Although the company warned that the first two quarters of this year were going to be dicey, it seems no one really believed them until the reality hit in early June. That has sent the stock down and now INTC has lost almost 24% YTD.

But when you’re as big as INTC, quarterly numbers get a bit blurry since you’re much more focused on efforts that take years to unfold rather than weeks. For example, its $20 billion commitment to Ohio for two state-of-the-art chip foundries that should be up and running by 2025. That is how you avoid supply chain issues and other problems when you’re a global presence.

INTC has a 3.5% dividend and the stock is cheap. As the supply chain issues moderate, the coming quarters should see INTC rebound quickly.

This stock has an A rating in my Dividend Grader.

United Parcel Service (UPS)

Close up of UPS logo printed on a delivery truck. UPS stock.

Source: Sundry Photography / Shutterstock

Stuff. We all have it and post-pandemic we may have a lot more. Part of this accumulation is part of our need to manage the explosion in e-commerce.

Marketers have long understood that our First-World desires for immediate gratification have become more immediate as logistics companies have transitioned from next-day shipping to same-day shipping, to getting our items within hours of purchase.

Granted, the supply chain issues we’ve been stuck in for months now is boosting immediate gratification withdrawal, but it won’t last long. We’re too accustomed to the buy-it-get-it mentality.

That’s great news for United Parcel Service (NYSE:UPS), the oldest and one of the biggest logistics and delivery companies in the US, and now beyond. It has been building its network and reputation since 1907, and has adapted to every new technological advance – and competition – across the decades.

Its reliability and leadership earns it a listing among these dividend stocks, as well as its nearly 3.4% dividend. UPS stock is down almost 16% year to date, but that’s understandable given the global supply chain mess. But this is a proven long-term winner, so its current troubles are your opportunity.

This stock has an A rating in my Dividend Grader.

Dividend Stocks for Your Grandkids: Prologis (PLD)

The Prologis (PLD) logo displayed on a smartphone screen.

Source: rafapress / Shutterstock.com

The one thing that makes just-in-time-inventory and fast turnaround product fulfillment crucial is a well-integrated network of warehouses and distribution centers.
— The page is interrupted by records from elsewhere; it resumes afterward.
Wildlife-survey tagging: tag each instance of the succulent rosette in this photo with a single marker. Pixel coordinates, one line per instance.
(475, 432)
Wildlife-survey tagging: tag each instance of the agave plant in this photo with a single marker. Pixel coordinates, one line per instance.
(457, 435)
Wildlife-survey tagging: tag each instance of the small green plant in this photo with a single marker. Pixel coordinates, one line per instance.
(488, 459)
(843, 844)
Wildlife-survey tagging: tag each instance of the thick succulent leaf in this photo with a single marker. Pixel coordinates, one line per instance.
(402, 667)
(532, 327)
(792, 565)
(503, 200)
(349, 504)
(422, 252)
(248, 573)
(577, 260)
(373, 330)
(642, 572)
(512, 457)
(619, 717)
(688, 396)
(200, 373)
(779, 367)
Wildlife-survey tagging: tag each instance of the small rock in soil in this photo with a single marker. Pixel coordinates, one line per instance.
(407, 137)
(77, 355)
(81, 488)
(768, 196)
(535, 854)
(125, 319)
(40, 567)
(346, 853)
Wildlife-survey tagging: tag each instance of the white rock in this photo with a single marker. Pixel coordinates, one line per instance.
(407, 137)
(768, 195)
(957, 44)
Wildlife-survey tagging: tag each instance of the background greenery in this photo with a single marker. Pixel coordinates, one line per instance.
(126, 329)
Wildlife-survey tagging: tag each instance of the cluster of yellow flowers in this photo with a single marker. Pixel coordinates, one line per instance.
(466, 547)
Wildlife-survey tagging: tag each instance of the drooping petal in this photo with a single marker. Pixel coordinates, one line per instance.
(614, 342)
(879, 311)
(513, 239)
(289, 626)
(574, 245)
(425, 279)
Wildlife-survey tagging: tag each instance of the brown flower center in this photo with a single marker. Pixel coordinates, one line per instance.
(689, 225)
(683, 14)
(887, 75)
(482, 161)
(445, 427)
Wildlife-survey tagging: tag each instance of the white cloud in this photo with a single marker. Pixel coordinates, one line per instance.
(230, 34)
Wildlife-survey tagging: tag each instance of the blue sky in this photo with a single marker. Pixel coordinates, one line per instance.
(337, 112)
Prologis (NYSE:PLD) is one of the world’s biggest and best REITs focused specifically on this sector. From major ports around the world to last-mile facilities, PLD builds, owns and manages these properties for companies all around the world. Anywhere that manufactures goods and needs to move them along the supply chain is likely to use a PLD facility along its journey.

There may be a rethinking of some companies’ supply chain strategies, but the world is too connected for this to be the beginning of the end of global commerce. Quite the contrary, this is just the beginning. And PLD will be at the forefront of this massive trend for years to come.

PLD stock has lost about 30% year to date, but it was also running very hot for quite a while, so this isn’t worrying. It has pricing power in this market, which should see it recover quickly. Its 2.5% dividend will buy some patience.

This stock has an A rating in my Dividend Grader.

On the date of publication, Louis Navellier had long position(s) in ABBV, AMGN, BAC and CMCSA.  Louis Navellier did not have (either directly or indirectly) any other positions in the securities mentioned in this article. 

The InvestorPlace Research Staff member primarily responsible for this article did not hold (either directly or indirectly) any positions in the securities mentioned in this article.